Re: [PATCH net 03/24] crypto: Add 'krb5enc' hash and cipher AEAD algorithm
From: Eric Biggers
Date: Fri Feb 07 2025 - 15:05:05 EST
On Mon, Feb 03, 2025 at 02:23:19PM +0000, David Howells wrote:
> [!] Note that the net/sunrpc/auth_gss/ implementation gets a pair of
> ciphers, one non-CTS and one CTS, using the former to do all the aligned
> blocks and the latter to do the last two blocks if they aren't also
> aligned. It may be necessary to do this here too for performance reasons -
> but there are considerations both ways:
>
> (1) firstly, there is an optimised assembly version of cts(cbc(aes)) on
> x86_64 that should be used instead of having two ciphers;
>
> (2) secondly, none of the hardware offload drivers seem to offer CTS
> support (Intel QAT does not, for instance).
>
> However, I don't know if it's possible to query the crypto API to find out
> whether there's an optimised CTS algorithm available.
Linux's "cts" is specifically the CS3 variant of CTS (using the terminology of
NIST SP800-38A https://dl.acm.org/doi/pdf/10.5555/2206248) which unconditionally
swaps the last two blocks. Is that the variant that is needed here? SP800-38A
mentions that CS3 is the variant used in Kerberos 5, so I assume yes. If yes,
then you need to use cts(cbc(aes)) unconditionally. (BTW, I hope you have some
test that shows that you actually implemented the Kerberos protocol correctly?)
x86_64 already has an AES-NI assembly optimized cts(cbc(aes)), as you mentioned.

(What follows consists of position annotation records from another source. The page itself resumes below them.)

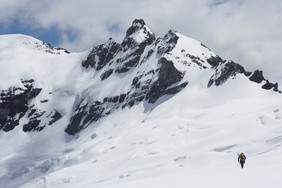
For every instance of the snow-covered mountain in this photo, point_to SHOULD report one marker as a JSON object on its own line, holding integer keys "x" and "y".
{"x": 132, "y": 114}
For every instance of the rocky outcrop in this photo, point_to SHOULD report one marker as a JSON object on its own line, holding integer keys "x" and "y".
{"x": 14, "y": 104}
{"x": 257, "y": 76}
{"x": 224, "y": 71}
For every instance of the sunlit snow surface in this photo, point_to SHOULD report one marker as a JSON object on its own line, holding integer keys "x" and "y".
{"x": 190, "y": 140}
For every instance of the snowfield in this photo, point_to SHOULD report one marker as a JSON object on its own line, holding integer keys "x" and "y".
{"x": 191, "y": 139}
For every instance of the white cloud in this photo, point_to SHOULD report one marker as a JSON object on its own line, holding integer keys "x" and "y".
{"x": 248, "y": 32}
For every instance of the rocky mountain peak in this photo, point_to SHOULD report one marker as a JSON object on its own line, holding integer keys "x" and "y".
{"x": 138, "y": 34}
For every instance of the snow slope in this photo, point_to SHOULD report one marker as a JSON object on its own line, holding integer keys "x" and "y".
{"x": 188, "y": 139}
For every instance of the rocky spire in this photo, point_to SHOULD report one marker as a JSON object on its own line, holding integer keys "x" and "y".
{"x": 138, "y": 33}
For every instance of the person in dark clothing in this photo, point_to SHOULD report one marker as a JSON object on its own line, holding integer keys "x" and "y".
{"x": 242, "y": 159}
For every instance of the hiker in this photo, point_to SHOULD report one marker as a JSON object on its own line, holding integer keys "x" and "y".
{"x": 241, "y": 159}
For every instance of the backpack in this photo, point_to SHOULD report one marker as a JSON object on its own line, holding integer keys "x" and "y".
{"x": 242, "y": 157}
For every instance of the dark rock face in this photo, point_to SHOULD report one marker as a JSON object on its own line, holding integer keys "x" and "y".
{"x": 101, "y": 55}
{"x": 257, "y": 76}
{"x": 225, "y": 72}
{"x": 214, "y": 61}
{"x": 14, "y": 106}
{"x": 168, "y": 75}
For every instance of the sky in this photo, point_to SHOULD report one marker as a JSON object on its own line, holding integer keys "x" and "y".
{"x": 248, "y": 32}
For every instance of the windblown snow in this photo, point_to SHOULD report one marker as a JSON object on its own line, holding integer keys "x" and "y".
{"x": 190, "y": 139}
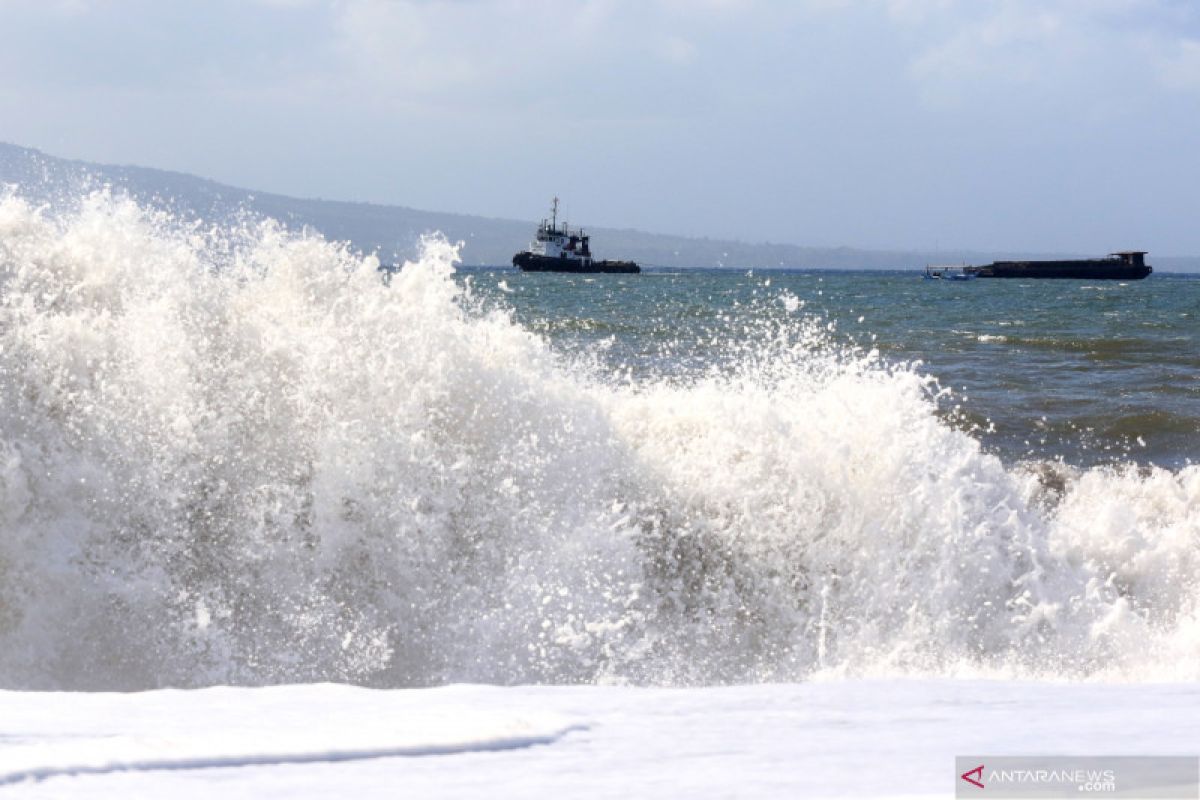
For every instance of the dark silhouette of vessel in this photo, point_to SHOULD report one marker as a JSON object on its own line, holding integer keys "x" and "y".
{"x": 561, "y": 250}
{"x": 1127, "y": 265}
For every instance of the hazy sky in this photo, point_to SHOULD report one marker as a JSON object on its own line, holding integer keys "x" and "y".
{"x": 1048, "y": 125}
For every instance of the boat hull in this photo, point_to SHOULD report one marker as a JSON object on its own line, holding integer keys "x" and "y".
{"x": 1102, "y": 269}
{"x": 529, "y": 262}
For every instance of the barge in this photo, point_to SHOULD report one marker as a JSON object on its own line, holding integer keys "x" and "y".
{"x": 1126, "y": 265}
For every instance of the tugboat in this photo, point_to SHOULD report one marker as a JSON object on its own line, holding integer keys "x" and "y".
{"x": 948, "y": 274}
{"x": 562, "y": 250}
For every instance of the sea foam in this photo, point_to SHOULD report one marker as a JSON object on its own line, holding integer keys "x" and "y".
{"x": 237, "y": 455}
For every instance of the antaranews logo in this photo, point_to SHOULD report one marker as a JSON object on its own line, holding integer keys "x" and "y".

I will probably add a VAES optimized cts(cbc(aes)) at some point; I've just been
doing other modes first. I don't see why off-CPU hardware offload support
should deserve much attention here, given the extremely high speed of on-CPU
crypto these days and the great difficulty of integrating off-CPU acceleration
efficiently. In particular it seems weird to consider Intel QAT a reasonable
thing to use over VAES. Regardless, absent direct support for cts(cbc(aes)) the
cts template will build it on top of cbc(aes) anyway.
- Eric